Global expansion to boost TSL staff levels

CARLOW-BASED TSL Marketing is planning significant growth for the coming year on the back of strong tech markets in central Europe…

CARLOW-BASED TSL Marketing is planning significant growth for the coming year on the back of strong tech markets in central Europe and the Far East.

TSL opened offices in Budapest last May and Warsaw this week, bringing its worldwide presence to nine locations – the Carlow headquarters, Dublin, Pune in India, Boston, Maryland and San Jose in the US and Montreal in Canada. Next year it plans new offices for Singapore and Beijing.

Based on anticipated business in the coming year, TSL managing director Mike Kelly expects his employee number to increase substantially. “We’re planning for at least 30 per cent growth,” he says. “By this time next year we expect to have just over 300 people. Most of the jobs will be based outside Ireland – in central Europe, Asia-Pacific and the Middle East.”

Founded in 1999 by former Iona Technologies executive Kelly and David English, TSL has broadened its focus to include sales process consulting, marketing workshops, micro-site development, direct marketing and event promotion.

READ MORE

A company’s global sales presence is often achieved through complex partnerships with third-party resellers and agencies.

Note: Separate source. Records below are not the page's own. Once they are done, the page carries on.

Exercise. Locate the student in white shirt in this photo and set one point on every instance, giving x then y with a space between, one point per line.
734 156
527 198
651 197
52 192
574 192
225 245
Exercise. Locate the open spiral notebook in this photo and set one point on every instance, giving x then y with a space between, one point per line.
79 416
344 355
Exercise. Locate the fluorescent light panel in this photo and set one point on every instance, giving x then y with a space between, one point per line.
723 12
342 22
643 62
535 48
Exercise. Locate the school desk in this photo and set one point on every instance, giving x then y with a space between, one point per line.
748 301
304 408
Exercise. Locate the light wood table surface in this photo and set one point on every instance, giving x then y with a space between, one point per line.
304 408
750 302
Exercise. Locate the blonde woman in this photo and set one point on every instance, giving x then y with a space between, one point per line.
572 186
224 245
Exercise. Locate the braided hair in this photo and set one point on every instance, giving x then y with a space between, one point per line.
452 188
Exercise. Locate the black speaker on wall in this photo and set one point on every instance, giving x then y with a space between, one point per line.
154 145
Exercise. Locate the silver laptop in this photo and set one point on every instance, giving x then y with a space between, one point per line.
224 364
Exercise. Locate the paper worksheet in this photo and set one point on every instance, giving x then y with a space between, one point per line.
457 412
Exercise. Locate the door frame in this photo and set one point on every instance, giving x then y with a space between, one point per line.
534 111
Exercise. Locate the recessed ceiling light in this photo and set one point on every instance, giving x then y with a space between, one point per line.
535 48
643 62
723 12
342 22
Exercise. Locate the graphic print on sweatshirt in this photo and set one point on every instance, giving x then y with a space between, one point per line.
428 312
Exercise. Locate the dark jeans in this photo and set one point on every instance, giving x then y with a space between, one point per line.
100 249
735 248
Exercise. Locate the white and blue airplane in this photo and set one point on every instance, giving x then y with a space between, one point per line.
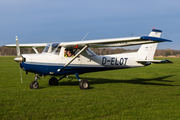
53 61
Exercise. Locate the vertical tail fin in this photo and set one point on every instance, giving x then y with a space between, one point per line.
147 51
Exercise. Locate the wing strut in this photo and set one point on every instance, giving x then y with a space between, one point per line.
73 58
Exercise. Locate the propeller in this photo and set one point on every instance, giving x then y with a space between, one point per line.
19 57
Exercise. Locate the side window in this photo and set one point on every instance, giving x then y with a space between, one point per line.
57 51
70 52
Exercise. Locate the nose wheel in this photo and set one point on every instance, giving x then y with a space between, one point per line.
53 81
34 84
84 84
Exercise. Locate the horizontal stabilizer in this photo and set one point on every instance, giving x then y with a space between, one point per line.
154 61
28 45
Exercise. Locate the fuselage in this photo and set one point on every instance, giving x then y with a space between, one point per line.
52 63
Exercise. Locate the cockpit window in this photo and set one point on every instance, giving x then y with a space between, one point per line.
54 46
46 48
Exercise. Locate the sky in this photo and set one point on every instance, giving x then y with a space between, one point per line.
45 21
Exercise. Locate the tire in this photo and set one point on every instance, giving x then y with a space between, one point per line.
33 85
53 81
84 84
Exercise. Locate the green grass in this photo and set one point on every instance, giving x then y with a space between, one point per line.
151 92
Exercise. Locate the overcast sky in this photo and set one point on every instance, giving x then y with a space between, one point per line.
45 21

TSL owes its existence to the need for those relationships to be managed close to the customer.

“The big selling point for us is where there are multimillion-dollar [marketing] campaigns that are designed in the US to be launched globally, we’re able to bring a local flavour,” Kelly says. “Someone in Latvia doesn’t want a US-centric campaign forced on them.”

The privately held company will fund the expansion through its own revenues. Last year TSL repaid the Business Expansion Scheme investment it received in 2002, although Enterprise Ireland remains involved.

After strong initial growth, TSL was hit by the dotcom crash and some difficult years shaped its approach to business. “Things are much more tempered,” Kelly says. “If we need to retrench again, we’re structured to do that.

“If we can keep to plan and get over 300 employees, great, but I’d rather have 200 people and a viable company. The market changes fast, there’s no point killing your business trying to do it.”